A opção seguida para a vacinação difere da maioria dos países europeus que nos são próximos. Em artigo anterior lamentei que tivesse sido esquecido o valor simbólico de vacinar em primeiro lugar cidadão anónimo e mais velhos, pois a nossa missão como médicos e profissionais de saúde é o serviço, não a protecção corporativa que o gesto infelizmente simbolizou para gáudio do circo mediático montado pelo Governo. Surpreendeu-me declaração não refutada de que o coordenador da task force não responderia sobre a decisão de vacinar militares mais jovens. De quem a responsabilidade? Como espero que não se ostracizem médicos, enfermeiros e outros profissionais de saúde que trabalham exclusivamente nos serviços não públicos. Filhos de um deus menor na ortodoxia vigente? Os planos inglês e alemão parecem-me mais claros e menos abertos às excepções e particularismos.

Em simultâneo com a prioridade aos profissionais de saúde e cuidadores, é o critério etário que deveria prevalecer – a idade é a variável dominante na definição do risco letal da infecção pelo SARS-CoV-2. Como, aliás, personalidades de idoneidade indiscutível têm acentuado. A estratégia seguida nestes dois países para vacinar o mais rapidamente possível a maior quantidade de população, como Israel está a fazer com tanto sucesso, parece-me um exemplo que deveria estimular urgência nos nossos responsáveis. Os alemães e ingleses, como os israelitas, organizaram locais próprios para o efeito, pavilhões, hospitais de campanha, e outros, mobilizaram estruturas como as farmácias capacitando-as para o efeito, dinamizaram voluntários e impuseram metas ambiciosas.

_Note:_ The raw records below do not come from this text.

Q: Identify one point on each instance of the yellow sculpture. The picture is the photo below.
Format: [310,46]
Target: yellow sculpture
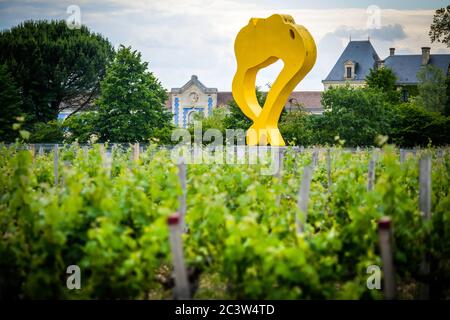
[258,45]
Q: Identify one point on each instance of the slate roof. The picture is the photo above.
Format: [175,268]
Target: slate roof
[194,80]
[311,100]
[362,54]
[224,97]
[406,67]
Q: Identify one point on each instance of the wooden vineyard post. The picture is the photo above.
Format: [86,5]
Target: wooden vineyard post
[182,291]
[371,174]
[55,163]
[106,160]
[278,171]
[303,198]
[33,151]
[425,208]
[182,174]
[402,155]
[384,233]
[315,157]
[329,169]
[136,152]
[425,186]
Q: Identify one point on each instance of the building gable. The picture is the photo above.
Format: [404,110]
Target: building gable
[361,54]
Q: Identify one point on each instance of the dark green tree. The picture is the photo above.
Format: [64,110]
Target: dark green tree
[55,67]
[10,105]
[440,27]
[432,89]
[414,126]
[357,115]
[385,80]
[296,128]
[131,107]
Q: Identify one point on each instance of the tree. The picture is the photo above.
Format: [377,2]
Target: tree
[50,132]
[80,127]
[10,105]
[357,115]
[414,126]
[131,106]
[432,89]
[55,67]
[296,128]
[440,27]
[385,80]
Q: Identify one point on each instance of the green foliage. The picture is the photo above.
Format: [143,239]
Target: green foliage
[412,126]
[55,67]
[432,89]
[296,128]
[10,103]
[112,223]
[79,127]
[384,79]
[440,28]
[357,115]
[236,119]
[132,101]
[50,132]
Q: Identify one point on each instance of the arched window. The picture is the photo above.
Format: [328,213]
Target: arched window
[191,116]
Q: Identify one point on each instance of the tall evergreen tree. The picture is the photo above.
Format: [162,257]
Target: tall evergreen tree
[54,66]
[10,105]
[132,101]
[384,79]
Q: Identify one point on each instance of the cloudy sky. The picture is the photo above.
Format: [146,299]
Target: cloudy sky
[183,37]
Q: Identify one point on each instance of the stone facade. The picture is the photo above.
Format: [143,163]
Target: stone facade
[191,98]
[194,97]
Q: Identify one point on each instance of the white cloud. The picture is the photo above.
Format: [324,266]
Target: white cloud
[180,38]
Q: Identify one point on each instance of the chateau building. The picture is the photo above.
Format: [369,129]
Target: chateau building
[359,57]
[194,97]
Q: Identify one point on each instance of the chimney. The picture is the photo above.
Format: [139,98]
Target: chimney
[425,55]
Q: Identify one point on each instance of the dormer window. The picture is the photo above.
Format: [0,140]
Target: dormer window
[349,70]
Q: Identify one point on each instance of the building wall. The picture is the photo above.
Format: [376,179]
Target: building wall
[356,84]
[191,100]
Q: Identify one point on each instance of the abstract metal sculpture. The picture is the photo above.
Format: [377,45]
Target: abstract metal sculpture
[258,45]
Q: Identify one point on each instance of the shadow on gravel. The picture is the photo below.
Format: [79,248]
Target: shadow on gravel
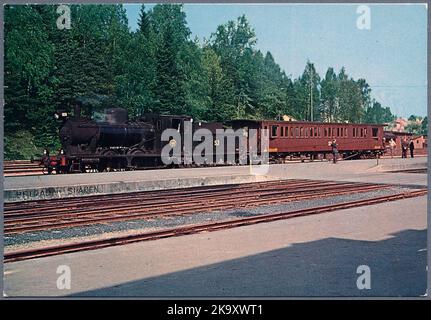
[320,268]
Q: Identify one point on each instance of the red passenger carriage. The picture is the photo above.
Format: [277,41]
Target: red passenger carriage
[301,138]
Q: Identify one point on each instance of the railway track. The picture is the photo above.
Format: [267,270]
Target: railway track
[144,236]
[73,213]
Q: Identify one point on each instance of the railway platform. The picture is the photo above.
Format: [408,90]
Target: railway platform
[21,188]
[161,250]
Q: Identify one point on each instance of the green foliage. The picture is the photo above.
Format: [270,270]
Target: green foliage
[157,68]
[377,114]
[19,145]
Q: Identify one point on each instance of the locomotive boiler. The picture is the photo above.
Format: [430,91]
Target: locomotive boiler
[107,143]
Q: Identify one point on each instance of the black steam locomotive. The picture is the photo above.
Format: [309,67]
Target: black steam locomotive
[114,142]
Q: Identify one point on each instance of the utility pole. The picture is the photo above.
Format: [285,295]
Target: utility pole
[311,94]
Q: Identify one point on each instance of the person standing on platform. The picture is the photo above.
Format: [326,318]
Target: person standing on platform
[404,148]
[392,146]
[411,147]
[334,147]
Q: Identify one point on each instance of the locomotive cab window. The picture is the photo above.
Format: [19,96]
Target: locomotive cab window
[176,124]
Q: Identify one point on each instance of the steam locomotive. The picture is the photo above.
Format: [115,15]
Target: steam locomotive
[115,142]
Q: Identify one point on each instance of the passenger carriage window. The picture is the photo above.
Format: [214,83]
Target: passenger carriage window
[274,130]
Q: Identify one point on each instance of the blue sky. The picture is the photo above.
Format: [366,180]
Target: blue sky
[391,56]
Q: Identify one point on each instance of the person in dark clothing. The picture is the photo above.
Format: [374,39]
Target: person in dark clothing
[404,148]
[46,161]
[334,147]
[411,147]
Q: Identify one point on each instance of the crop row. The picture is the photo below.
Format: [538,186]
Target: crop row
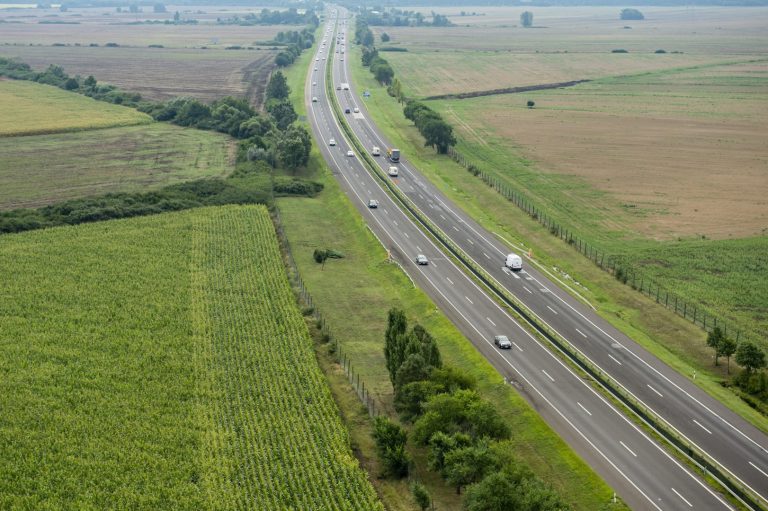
[274,430]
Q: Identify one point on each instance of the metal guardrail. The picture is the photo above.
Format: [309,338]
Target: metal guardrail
[657,423]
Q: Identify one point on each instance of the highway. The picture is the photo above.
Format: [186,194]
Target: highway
[643,473]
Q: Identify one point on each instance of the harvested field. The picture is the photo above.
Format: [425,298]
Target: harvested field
[42,169]
[460,71]
[160,73]
[676,154]
[88,26]
[569,43]
[30,108]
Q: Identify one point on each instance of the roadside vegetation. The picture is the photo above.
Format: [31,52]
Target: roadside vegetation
[366,282]
[164,388]
[670,337]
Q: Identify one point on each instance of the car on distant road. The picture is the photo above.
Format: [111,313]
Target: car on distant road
[502,341]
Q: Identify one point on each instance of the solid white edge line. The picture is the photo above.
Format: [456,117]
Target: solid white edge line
[547,351]
[684,499]
[627,448]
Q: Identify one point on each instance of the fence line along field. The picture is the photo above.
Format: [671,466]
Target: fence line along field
[44,169]
[566,43]
[30,108]
[159,74]
[162,362]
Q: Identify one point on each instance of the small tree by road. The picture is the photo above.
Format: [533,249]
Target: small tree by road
[727,349]
[631,14]
[750,357]
[714,338]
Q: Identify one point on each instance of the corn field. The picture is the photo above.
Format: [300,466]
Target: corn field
[162,363]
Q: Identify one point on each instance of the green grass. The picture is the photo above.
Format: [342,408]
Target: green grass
[31,108]
[135,158]
[355,293]
[673,339]
[162,363]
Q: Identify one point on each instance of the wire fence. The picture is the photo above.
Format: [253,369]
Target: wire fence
[612,264]
[307,303]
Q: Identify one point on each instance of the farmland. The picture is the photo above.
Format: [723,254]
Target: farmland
[184,60]
[30,108]
[568,43]
[162,362]
[662,168]
[160,73]
[43,169]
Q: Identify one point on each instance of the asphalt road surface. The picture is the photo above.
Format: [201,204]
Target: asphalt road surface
[642,473]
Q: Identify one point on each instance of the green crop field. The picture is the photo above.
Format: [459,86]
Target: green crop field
[162,363]
[42,169]
[725,276]
[490,51]
[31,108]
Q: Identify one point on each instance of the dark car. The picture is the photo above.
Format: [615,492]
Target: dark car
[502,341]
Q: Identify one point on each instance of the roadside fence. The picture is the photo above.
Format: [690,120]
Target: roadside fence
[612,264]
[305,301]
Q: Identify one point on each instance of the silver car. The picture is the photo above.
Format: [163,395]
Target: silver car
[502,341]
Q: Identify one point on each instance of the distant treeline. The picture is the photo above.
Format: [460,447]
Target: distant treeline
[308,5]
[546,3]
[265,142]
[399,18]
[266,17]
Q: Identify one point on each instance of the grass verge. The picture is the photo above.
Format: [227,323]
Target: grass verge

Porque não suscitamos a cooperação de profissionais de saúde reformados, médicos e enfermeiros, porque insistimos em centrar toda esta intervenção no SNS? Particularmente quando os principais hospitais estão no limite das suas capacidades, os centros de saúde têm um lastro de necessidades médicas em atraso nos seus utentes? Porquê misturar o exercício de tratar a covid-19 com a vacinação contra o vírus SARS-CoV-2? E os estudantes de Medicina, cuja contribuição potencial tem sido tão pouco referida, e que poderiam ser tão úteis no encaminhamento burocrático, acompanhamento e vigilância dos cidadãos pós vacinação?

Espero que tudo esteja a ser feito! E que os bons exemplos seriam seguidos, para além da ortodoxia e do preconceito.